Intellectual Community Gardening: Actually Doing/Tending To/Keeping Company

Precarious Companions

“Precarity is the condition of being vulnerable to others.” (Tsing 20)

 

“…staying alive—for every species—requires livable collaborations. Collaboration means working across difference, which leads to contamination. Without collaborations, we all die.” (Tsing 28)

 

“Without stories of progress, the world has become a terrifying place. The ruin glares at us with the horror of its abandonment. It’s not easy to know how to make a life, much less avert planetary destruction. Luckily there is still company, human and not human. We can still explore the overgrown verges of our blasted landscapes—the edges of capitalist discipline, scalability, and abandoned resource plantations. We can still catch the scent of the latent commons—and the elusive autumn aroma.” (Tsing 282)

 

Magdalena Górska and Eva Svedmark both use their work to investigate vulnerability as conditions of both the object of one’s research, and oneself as researcher.

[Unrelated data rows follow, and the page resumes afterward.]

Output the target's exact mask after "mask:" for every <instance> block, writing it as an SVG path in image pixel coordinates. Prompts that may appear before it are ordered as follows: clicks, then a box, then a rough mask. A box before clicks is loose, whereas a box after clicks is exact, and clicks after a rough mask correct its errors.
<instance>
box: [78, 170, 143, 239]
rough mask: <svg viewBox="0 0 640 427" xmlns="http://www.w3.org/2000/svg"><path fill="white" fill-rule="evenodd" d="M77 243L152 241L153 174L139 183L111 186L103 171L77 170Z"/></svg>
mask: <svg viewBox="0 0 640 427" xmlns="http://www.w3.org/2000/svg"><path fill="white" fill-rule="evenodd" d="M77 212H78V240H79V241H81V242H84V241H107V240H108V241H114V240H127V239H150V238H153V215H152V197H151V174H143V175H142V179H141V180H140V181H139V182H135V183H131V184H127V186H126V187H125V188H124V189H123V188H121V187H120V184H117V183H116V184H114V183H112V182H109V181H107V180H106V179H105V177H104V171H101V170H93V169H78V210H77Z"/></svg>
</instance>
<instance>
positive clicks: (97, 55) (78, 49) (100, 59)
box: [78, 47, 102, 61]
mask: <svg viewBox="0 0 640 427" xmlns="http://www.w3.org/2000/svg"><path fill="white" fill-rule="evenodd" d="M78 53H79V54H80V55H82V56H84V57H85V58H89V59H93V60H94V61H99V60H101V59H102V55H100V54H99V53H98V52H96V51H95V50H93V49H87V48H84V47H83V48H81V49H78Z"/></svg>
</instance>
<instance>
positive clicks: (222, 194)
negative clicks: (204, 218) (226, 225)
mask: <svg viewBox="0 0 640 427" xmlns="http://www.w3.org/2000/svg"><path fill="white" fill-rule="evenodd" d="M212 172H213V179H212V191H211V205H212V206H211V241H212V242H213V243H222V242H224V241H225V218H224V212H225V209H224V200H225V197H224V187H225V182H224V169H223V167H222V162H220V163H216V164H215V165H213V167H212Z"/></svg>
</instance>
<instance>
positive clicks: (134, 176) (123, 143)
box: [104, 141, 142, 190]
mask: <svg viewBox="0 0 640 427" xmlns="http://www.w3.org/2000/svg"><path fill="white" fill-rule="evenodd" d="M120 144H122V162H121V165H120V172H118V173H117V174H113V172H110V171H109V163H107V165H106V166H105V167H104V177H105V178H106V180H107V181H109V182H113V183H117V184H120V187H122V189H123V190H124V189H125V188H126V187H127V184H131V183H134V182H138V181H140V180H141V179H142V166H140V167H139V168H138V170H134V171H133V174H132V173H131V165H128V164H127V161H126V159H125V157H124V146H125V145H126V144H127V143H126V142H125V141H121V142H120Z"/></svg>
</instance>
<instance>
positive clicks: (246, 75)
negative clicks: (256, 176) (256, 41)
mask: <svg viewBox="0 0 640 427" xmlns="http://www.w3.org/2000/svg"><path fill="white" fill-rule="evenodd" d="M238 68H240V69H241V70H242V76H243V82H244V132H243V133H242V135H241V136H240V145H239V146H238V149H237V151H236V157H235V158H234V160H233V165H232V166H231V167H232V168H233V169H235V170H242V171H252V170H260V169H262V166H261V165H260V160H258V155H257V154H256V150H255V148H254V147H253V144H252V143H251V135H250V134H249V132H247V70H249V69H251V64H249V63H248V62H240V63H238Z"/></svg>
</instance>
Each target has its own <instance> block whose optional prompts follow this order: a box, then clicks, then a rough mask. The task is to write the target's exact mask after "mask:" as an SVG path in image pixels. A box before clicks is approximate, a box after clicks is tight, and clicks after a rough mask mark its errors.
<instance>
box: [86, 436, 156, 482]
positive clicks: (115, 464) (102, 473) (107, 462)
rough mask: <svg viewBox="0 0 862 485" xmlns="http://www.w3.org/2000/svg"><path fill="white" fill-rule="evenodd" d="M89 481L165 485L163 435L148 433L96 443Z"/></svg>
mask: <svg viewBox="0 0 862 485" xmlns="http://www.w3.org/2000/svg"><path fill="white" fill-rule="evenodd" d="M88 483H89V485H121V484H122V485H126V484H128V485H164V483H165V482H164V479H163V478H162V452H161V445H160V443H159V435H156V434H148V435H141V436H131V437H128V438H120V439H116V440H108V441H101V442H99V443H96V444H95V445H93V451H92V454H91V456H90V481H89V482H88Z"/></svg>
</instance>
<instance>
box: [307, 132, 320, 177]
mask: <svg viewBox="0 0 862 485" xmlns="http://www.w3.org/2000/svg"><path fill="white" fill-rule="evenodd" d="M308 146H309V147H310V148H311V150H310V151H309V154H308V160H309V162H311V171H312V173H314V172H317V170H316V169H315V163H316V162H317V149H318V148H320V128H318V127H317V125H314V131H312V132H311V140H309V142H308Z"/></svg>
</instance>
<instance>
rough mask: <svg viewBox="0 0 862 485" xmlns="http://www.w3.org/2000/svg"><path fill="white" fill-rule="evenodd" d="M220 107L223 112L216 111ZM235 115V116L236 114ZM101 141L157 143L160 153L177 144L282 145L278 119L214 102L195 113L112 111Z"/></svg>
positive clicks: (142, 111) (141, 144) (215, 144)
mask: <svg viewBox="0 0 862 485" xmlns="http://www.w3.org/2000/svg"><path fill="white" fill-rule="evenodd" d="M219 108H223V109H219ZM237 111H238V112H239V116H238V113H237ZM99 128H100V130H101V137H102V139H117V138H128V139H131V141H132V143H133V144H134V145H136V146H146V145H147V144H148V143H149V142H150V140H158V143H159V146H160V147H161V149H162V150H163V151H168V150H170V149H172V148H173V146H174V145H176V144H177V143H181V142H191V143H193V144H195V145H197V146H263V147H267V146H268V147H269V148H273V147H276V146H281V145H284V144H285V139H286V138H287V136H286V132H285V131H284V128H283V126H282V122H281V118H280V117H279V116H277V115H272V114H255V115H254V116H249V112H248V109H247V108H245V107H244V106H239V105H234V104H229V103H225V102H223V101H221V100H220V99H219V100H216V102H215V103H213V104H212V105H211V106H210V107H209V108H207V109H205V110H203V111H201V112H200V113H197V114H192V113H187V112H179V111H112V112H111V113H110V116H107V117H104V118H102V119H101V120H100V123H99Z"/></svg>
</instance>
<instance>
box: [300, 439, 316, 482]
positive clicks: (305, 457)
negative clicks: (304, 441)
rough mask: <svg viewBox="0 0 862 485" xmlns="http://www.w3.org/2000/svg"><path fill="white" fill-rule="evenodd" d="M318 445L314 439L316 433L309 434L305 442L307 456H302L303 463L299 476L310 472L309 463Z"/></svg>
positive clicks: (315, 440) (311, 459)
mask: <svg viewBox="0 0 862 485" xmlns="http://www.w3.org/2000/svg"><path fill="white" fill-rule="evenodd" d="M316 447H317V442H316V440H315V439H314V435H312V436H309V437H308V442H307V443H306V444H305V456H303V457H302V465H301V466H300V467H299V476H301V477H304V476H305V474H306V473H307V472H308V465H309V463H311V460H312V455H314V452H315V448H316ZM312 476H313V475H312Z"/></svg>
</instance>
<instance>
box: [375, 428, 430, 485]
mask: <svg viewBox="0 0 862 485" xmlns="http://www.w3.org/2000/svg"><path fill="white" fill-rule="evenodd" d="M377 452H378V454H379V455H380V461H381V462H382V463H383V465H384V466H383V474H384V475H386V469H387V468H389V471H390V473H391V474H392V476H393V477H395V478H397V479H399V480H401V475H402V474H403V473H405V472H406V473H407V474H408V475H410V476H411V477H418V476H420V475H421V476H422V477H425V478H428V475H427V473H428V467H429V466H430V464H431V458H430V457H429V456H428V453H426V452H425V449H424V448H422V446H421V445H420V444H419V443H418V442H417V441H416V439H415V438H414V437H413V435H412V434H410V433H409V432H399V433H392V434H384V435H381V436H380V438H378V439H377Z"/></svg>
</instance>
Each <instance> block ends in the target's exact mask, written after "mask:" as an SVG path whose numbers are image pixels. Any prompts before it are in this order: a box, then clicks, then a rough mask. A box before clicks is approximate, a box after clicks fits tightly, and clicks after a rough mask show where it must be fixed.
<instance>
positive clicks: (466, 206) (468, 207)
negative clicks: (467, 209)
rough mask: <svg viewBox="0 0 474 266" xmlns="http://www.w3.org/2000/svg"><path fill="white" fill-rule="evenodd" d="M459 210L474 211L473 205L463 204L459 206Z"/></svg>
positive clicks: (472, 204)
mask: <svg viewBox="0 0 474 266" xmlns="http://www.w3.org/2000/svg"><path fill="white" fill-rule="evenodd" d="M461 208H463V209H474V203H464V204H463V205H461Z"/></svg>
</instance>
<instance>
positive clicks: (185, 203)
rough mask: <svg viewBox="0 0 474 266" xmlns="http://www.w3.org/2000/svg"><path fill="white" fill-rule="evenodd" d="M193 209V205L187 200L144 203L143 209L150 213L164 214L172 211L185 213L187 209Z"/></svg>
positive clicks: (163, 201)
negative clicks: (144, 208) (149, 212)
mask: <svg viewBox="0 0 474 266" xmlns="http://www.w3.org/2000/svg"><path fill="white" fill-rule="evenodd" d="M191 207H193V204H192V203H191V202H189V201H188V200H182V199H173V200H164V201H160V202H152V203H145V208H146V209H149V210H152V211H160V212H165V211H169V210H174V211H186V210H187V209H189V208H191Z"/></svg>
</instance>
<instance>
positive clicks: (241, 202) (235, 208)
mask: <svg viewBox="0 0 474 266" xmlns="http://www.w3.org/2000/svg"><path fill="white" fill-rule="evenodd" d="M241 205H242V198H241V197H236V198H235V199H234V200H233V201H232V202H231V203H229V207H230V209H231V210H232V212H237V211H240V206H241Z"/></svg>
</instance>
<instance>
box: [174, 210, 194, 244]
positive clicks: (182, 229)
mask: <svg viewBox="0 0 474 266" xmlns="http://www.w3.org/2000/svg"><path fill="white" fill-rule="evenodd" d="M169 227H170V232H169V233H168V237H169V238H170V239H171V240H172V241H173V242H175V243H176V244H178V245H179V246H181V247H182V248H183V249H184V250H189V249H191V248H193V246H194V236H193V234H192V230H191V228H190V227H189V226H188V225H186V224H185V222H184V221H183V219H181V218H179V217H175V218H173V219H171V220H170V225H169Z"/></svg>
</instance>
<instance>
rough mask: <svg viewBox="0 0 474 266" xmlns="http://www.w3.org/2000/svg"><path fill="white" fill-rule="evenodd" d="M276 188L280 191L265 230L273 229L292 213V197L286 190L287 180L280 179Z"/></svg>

They both evoke a kind of boundary anxiety: Górska uses breathing as a revelation of the co-constitutive nature of body and environment, and the tenuous, permeable membrane between inner and outer political, emotional, material realities; Svedmark, meanwhile, unravels diffractive emotional entanglements of participating in online cultures, squirming in the ethically fraught position of researching vulnerable populations engaged in precarious activities.

 

Anna Tsing recognizes the combination of ambivalence, aspiration, disenfranchisement, and potential violence that circumscribes the precariously lived experiences of the mushroomers and mushrooms she encounters; yet, this understanding leads her to call for collaboration. How do we collaborate with each other as scholars when the systems of development, evaluation, and remuneration do not understand or support or comprehend undisciplined collaboration? How can we better teach and support vulnerable collaborative practice in classrooms that acknowledge the differential nature of precarity, while encouraging the flourishing of capacious ideas and practices?

 

How do we keep each other company, and how does our scholarship make us good companions? How do we acknowledge/accept/embrace contamination as perhaps a kind of non-competitive proliferation and non-voluntary vulnerability?